Methods: C57Bl/6J mice were placed into four groups – normal chow diet (lean; n=6); high fat diet (Obese; n=6); Obese Sham (n=7); Obese SG (n=6). Glucose tolerance, insulin tolerance, and immune phenotype were measured through 6 weeks. Liver, jejunum, and spleen were harvested for time of flight mass cytometry (CyTOF), which is a novel platform allowing quantitative immune profiling. A 24-antibody panel directed against key markers of innate and adaptive lymphocytes was developed. Visualization of stochastic neighbor embedding (ViSNE) was used for unbiased profiling.
Results: Obese mice weighed more (40.7±2.4 vs 27.9±2.7g; p<0.001) and had worse fasting glycemia (139±14 vs 99±3 mg/dL; p<0.001) compared to Lean mice. CyTOF was used to compare splenic, hepatic, and jejunal immune populations in these groups. Obese mice have organ-specific perturbations of multiple immune populations compared to Lean mice such as changes in splenic B-cells, hepatic CD4+ TH1 cells, and jejunal CD8+CD103+ tissue resident memory (TRM) T-cells (p<0.05).

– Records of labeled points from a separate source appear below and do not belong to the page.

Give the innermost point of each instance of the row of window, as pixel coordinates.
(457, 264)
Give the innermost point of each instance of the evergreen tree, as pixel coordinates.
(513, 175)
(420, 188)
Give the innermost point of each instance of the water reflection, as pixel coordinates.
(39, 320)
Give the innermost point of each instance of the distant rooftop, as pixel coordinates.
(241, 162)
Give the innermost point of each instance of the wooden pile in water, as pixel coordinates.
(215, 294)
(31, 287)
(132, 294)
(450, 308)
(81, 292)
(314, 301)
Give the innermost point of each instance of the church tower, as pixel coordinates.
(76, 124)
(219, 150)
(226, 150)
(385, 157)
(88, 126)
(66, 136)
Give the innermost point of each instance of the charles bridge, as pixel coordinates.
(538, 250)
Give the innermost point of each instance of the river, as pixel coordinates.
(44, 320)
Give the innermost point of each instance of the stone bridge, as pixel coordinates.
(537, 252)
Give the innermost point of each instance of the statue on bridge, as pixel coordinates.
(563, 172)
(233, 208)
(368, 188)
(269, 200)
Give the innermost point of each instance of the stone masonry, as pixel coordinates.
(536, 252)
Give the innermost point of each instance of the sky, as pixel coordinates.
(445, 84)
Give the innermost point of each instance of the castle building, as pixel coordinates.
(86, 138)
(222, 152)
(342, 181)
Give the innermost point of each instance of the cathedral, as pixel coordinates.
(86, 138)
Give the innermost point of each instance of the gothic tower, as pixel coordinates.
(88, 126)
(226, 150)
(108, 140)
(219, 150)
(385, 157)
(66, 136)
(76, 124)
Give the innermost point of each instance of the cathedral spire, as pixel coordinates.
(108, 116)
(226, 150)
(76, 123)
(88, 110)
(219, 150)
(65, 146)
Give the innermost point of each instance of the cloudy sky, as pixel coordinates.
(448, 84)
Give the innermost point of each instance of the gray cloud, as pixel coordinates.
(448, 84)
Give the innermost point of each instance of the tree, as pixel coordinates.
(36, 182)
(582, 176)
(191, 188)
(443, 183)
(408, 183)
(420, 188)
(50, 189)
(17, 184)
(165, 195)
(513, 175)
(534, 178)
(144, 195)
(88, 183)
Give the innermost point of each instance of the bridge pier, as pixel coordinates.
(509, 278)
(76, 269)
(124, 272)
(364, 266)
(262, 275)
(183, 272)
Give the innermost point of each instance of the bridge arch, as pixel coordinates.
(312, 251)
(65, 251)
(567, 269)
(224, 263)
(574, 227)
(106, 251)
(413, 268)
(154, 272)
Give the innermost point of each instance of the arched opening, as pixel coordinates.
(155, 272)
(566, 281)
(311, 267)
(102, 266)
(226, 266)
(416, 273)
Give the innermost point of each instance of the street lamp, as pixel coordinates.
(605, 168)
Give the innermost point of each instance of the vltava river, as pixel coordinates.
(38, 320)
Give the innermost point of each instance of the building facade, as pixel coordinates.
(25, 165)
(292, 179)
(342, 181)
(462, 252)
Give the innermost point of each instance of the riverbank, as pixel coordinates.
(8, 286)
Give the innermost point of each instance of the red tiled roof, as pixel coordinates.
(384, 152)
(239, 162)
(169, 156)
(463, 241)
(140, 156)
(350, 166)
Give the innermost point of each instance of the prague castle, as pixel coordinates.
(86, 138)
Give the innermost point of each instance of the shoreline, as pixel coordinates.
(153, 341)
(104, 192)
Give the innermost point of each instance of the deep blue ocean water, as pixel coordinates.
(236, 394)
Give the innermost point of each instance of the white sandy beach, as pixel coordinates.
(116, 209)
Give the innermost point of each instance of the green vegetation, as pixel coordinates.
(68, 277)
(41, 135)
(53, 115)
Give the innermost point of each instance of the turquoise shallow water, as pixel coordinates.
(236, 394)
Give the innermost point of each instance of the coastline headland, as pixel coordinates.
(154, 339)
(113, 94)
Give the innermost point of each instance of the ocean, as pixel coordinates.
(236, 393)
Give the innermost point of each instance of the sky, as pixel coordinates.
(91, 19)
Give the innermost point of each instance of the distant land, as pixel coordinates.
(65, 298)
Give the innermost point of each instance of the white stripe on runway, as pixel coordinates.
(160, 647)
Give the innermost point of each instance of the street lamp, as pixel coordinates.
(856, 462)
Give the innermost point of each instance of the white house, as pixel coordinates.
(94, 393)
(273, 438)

Obese SG mice exhibited significant weight loss, improved oral glucose tolerance (AUC, Obese Sham: 34693 [30338 to 39048], Obese SG: 25630 [21984 to 29257]), and increased insulin sensitivity (p<0.05 at 0, 15, 30 mins) compared to Obese Sham mice. Again, CyTOF was used to evaluate the impact of SG on splenic, hepatic, and jejunal immunity. Of the 40 distinct lymphocyte populations assessed, ViSNE revealed that only changes in jejunal CD8+CD103+ TRM correlated with improved weight and insulin sensitivity following SG (Figure 1A). TRM are responsible for rapid pathogen defense at mucosal surfaces. Obese mice have reduced jejunal TRM compared to Lean mice (85.2±7 vs 36.8±10, p=0.003, Figure 1B). SG repairs this obesity-induced mucosal immune defect by restoring jejunal TRM to levels seen in healthy, Lean mice (Figure 1B), a finding validated by flow cytometry. Changes in TRM were confined to jejunum and not seen in the liver or spleen.
Conclusion: Obesity is associated with a disruption in intestinal immunity leading to insulin resistance. SG reverses the deficit in jejunal TRM cells seen in obesity and thereby restores protective intestinal immune function, which may contribute to its metabolic benefits.